Le peigne remplace une forêt de petits fils de pontage : moins d’erreurs, moins de résistances de contact, un tableau plus propre. Deux règles à respecter :
- le peigne doit être adapté au calibre de la rangée et correctement enfiché dans chaque appareil ;
- on coupe les dents inutilisées avec les caches prévus, jamais de dent nue accessible.
En bout de chaîne, chaque disjoncteur divisionnaire repart vers son circuit (phase + neutre), et les fils de terre de chaque circuit rejoignent le bornier de terre.
Lire le schéma type d’une rangée
Un schéma de rangée classique se lit donc ainsi, de gauche à droite ou de haut en bas :
- Arrivée depuis le disjoncteur de branchement (2 fils : phase + neutre) → bornes amont du différentiel 30 mA.
- Différentiel (interrupteur différentiel 30 mA, type AC ou A selon les circuits — voir type A, AC, F ou B).
- Peigne sur les bornes aval → alimente les disjoncteurs divisionnaires (10, 16, 20, 32 A selon les circuits).
- Départs : chaque disjoncteur alimente son circuit, la terre part au bornier.
Erreurs classiques à éviter : croiser phase et neutre entre deux appareils (le différentiel de la rangée déclenche), reprendre le neutre d’un circuit sur une autre rangée (même symptôme), ou serrer un peigne sur l’isolant au lieu du cuivre (échauffement).
Questions fréquentes
Puis-je brancher un différentiel « à l’envers » (arrivée par le bas) ?
Certains fabricants l’autorisent explicitement (bornes réversibles), d’autres non. Il faut vérifier la notice de l’appareil. Dans le doute, respecte le sens standard : amont en haut, aval en bas — c’est aussi ce que le prochain intervenant s’attendra à trouver.
Après branchement, comment vérifier que le différentiel fonctionne ?

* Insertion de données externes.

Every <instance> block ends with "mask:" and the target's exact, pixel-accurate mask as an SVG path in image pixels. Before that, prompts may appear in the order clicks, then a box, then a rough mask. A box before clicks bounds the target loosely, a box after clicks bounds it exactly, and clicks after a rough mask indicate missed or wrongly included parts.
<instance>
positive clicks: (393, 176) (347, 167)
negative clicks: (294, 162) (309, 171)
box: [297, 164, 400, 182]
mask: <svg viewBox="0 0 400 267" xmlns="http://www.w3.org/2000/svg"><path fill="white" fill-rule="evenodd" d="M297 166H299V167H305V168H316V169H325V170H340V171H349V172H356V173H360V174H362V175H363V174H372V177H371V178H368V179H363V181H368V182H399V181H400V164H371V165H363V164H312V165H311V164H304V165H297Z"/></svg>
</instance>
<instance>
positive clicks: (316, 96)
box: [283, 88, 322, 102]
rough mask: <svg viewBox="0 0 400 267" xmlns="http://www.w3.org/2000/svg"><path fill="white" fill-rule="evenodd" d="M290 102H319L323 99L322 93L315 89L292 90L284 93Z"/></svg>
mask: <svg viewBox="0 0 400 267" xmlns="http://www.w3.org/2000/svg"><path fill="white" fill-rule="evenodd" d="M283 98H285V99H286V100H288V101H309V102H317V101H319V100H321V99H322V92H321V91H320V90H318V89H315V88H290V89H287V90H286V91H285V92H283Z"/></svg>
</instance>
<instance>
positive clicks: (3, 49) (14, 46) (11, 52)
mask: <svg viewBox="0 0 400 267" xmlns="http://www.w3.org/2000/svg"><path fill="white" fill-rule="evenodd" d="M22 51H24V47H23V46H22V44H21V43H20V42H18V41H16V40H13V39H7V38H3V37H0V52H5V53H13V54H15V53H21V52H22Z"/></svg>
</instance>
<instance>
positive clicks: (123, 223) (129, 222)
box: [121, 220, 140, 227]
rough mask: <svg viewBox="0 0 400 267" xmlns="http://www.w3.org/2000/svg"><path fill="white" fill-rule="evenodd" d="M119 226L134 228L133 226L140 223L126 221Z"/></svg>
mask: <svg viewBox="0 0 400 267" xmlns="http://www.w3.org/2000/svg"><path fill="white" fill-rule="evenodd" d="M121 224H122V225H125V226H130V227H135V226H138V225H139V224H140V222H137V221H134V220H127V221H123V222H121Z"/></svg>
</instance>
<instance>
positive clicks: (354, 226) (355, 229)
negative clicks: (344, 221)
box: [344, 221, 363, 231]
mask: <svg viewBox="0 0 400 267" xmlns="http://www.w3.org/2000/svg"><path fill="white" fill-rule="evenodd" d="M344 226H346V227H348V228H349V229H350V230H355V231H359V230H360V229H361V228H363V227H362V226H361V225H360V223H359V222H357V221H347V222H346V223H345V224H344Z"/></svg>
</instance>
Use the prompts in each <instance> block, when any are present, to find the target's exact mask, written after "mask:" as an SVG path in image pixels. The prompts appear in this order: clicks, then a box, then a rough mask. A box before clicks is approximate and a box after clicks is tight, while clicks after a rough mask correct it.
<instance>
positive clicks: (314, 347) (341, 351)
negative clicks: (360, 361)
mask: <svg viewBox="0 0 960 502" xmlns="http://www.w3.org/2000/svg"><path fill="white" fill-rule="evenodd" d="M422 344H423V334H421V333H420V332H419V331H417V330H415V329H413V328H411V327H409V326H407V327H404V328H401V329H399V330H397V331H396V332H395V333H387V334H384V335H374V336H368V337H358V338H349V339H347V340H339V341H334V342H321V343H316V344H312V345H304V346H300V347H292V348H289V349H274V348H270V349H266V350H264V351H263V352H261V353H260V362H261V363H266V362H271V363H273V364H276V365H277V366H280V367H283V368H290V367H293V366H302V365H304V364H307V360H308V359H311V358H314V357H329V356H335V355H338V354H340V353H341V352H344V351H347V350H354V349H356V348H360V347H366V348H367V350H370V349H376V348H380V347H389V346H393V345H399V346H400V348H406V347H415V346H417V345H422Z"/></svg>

Une fois le tableau refermé et remis sous tension, appuie sur le bouton T de l’appareil : il doit déclencher immédiatement. C’est le test de base, à refaire régulièrement — on t’explique tout dans tester ton différentiel.
Pourquoi mon différentiel tout neuf saute dès la mise sous tension ?
Le plus souvent : un neutre d’une autre rangée repris sur cette rangée, une inversion phase/neutre sur un départ, ou une vraie fuite sur un des circuits alimentés. Débranche les départs un à un pour isoler le fautif — la méthode complète est dans pourquoi ton différentiel saute.